Now, these students are approaching this project from various angles, but in general here are the data sources we have been using with GIS and SPSS:
- American Factfinder Census 2000 and Census 1990 data joined to nationwide county shapefiles obtained from the NationalAtlas.gov.
- CensusCD 1980 and CensusCD 1970, a commercial product from Geolytics.
- AGS Estimates & Projections dataset, a commercial dataset providing 2005 demographic estimates and 2010 projections.
- Sourcebook America, a commercial product now distributed by ESRI Business Information Solutions.
- State-provided population/voter count projections, such as the Texas Population Projections Program, which provides county-level population/ethnicity/age estimates through 2040.

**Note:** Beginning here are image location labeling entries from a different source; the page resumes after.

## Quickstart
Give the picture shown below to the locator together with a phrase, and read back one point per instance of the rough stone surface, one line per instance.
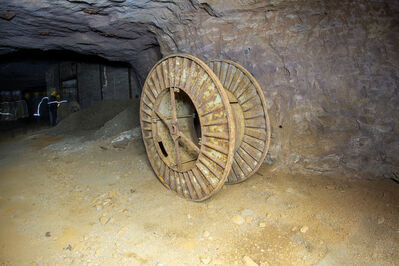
(329, 69)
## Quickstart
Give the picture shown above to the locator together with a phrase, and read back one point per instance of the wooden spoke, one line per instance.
(189, 142)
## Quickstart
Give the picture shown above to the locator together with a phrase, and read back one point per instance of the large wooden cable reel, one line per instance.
(203, 125)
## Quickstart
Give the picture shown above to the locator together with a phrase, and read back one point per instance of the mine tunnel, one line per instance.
(199, 132)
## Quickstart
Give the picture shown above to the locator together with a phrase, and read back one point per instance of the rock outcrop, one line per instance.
(329, 69)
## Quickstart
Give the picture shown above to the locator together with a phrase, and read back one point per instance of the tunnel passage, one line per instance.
(28, 76)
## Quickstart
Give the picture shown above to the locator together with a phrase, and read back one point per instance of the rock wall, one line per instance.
(329, 69)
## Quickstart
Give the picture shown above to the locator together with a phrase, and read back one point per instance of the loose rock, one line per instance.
(237, 219)
(248, 261)
(304, 229)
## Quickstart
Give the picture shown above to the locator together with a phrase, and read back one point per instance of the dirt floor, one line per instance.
(70, 201)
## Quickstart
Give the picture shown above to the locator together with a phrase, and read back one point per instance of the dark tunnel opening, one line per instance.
(30, 78)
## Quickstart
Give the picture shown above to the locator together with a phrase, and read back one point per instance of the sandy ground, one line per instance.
(68, 201)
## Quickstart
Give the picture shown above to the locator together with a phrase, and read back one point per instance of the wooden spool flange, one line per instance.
(252, 120)
(189, 118)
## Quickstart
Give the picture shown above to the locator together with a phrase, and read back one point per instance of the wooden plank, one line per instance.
(216, 147)
(191, 191)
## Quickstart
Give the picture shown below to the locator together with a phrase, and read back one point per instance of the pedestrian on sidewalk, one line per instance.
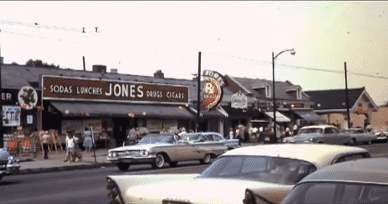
(35, 142)
(77, 150)
(88, 141)
(45, 142)
(70, 145)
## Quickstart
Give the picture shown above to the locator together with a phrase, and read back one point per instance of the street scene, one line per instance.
(182, 102)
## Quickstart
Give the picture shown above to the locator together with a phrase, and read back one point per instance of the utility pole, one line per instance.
(199, 93)
(1, 107)
(347, 96)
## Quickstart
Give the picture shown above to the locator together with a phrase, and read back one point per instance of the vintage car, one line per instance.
(8, 164)
(320, 134)
(158, 149)
(381, 135)
(268, 170)
(360, 135)
(361, 181)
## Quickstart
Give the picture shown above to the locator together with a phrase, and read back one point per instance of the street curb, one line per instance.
(64, 168)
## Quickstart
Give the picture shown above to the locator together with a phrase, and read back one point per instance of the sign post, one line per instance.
(94, 147)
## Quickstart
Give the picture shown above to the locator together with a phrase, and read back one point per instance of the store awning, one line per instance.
(308, 115)
(279, 117)
(71, 109)
(217, 112)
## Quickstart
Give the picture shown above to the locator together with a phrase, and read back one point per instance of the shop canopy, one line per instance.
(280, 118)
(308, 115)
(71, 109)
(216, 112)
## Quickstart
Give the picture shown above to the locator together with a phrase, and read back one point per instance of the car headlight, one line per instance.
(144, 152)
(112, 154)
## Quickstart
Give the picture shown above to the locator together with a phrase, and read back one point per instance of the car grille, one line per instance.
(3, 164)
(168, 201)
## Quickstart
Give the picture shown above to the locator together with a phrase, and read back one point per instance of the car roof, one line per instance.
(317, 126)
(318, 154)
(371, 170)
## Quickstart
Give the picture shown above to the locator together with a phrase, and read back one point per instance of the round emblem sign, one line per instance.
(27, 97)
(212, 92)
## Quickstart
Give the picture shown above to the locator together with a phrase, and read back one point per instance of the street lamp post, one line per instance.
(274, 139)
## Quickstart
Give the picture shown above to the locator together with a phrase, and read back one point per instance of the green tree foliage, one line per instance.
(40, 63)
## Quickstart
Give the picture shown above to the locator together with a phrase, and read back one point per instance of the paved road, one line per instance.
(73, 187)
(88, 186)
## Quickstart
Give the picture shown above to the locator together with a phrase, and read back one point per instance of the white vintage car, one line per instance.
(267, 171)
(158, 149)
(327, 134)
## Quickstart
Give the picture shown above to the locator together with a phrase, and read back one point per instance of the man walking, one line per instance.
(45, 142)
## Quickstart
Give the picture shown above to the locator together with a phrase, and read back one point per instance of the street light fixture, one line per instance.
(273, 88)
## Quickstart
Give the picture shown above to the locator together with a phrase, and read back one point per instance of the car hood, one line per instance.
(302, 137)
(193, 189)
(139, 147)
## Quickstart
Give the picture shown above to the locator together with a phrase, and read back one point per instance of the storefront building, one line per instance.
(249, 103)
(69, 99)
(331, 105)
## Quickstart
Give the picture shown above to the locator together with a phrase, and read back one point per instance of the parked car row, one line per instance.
(296, 172)
(268, 172)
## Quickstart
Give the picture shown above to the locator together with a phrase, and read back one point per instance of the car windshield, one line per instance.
(153, 139)
(327, 192)
(259, 168)
(311, 131)
(192, 137)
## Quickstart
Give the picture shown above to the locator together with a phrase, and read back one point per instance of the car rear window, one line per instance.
(259, 168)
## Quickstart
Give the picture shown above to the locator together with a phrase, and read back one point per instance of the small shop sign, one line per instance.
(239, 101)
(212, 88)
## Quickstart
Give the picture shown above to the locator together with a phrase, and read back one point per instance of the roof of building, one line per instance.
(283, 90)
(334, 98)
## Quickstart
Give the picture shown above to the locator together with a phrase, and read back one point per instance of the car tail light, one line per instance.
(114, 193)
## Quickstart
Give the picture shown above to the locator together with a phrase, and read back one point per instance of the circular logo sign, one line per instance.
(212, 92)
(27, 97)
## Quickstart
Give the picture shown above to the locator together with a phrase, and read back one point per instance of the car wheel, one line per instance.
(159, 161)
(123, 166)
(249, 198)
(206, 159)
(353, 142)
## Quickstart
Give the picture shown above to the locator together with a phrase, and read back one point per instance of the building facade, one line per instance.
(333, 106)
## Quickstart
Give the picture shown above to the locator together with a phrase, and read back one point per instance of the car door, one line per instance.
(351, 157)
(184, 150)
(204, 145)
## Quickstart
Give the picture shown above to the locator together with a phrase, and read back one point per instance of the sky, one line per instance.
(234, 37)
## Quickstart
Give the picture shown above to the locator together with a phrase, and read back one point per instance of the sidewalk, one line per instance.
(55, 162)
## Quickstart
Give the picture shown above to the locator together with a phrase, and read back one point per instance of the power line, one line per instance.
(95, 30)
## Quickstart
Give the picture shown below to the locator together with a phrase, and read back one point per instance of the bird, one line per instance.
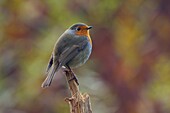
(71, 50)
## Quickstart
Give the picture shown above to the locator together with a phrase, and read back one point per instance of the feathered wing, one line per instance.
(57, 62)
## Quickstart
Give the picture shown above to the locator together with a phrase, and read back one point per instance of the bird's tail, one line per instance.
(49, 78)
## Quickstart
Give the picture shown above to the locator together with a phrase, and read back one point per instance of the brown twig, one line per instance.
(79, 103)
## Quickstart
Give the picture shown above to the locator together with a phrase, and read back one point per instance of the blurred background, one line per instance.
(128, 71)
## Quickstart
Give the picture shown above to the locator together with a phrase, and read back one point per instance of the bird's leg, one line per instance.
(74, 75)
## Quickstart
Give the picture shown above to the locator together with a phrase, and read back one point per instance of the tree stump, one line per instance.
(78, 102)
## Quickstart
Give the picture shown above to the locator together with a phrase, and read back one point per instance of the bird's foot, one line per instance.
(66, 70)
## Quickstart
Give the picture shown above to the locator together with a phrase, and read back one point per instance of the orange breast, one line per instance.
(84, 32)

- Unfortunately, I was unable to track down freely accessible and electronic nationwide voting results down to the county level. Even the U.S. government websites point us to the commercial Election Data Services, who we are now in the process of obtaining and negotiating price information.
Political science use of GIS on campus began with an open workshop that I held in 2003. The workshop was a site selection exercise where a fictitious democratic candidate (ha!) for the gubernatorial Texas election needed to locate effective locations for campaign headquarters in North Texas. This workshop was attended by Dr. Jose Gutierrez who single-handedly has been spearheading the use of GIS by political science faculty and students on campus. Yes, this same professor made David Horowitz's list of the 100 Most Dangerous Professors in the US.
Dr Gutierrez's undergraduate Texas Local Government courses then served as the pilot project for the successful Spatial Reserves program here at the Library. Click here for more information about this ArcIMS-driven political science project.
Last month, during my blogging hiatus, Dr. Gutierrez and I presented a paper to the American Political Science Association Teaching & Learning Conference detailing the ArcIMS-driven project and the potential for similar projects to be developed. It was very well received. To view the paper, navigate to uploaded papers database and search for 'Been' as an author.
My plan now is to follow all this up with a repeat of the workshop (upgraded of course) this Fall semester to see whether we can continue to grow political science's use of GIS.
2 comments:
Hi,
I just finished a project as a graduate student at Ohio State, and want to thank you for this post. Some of the links helped a great deal since I was working on data for Mansfield, TX. Thanks for the great page.
That's great. Glad these links here helped.
Mansfield, just south of Arlington, is one of the hottest topics students here research as well because the pop/economy is increasing faster than any other part of the county. It's neat to see folks as far as Ohio researching a smaller-sized city like Mansfield as well.
Hey, thanks for the comment. Appreciate it.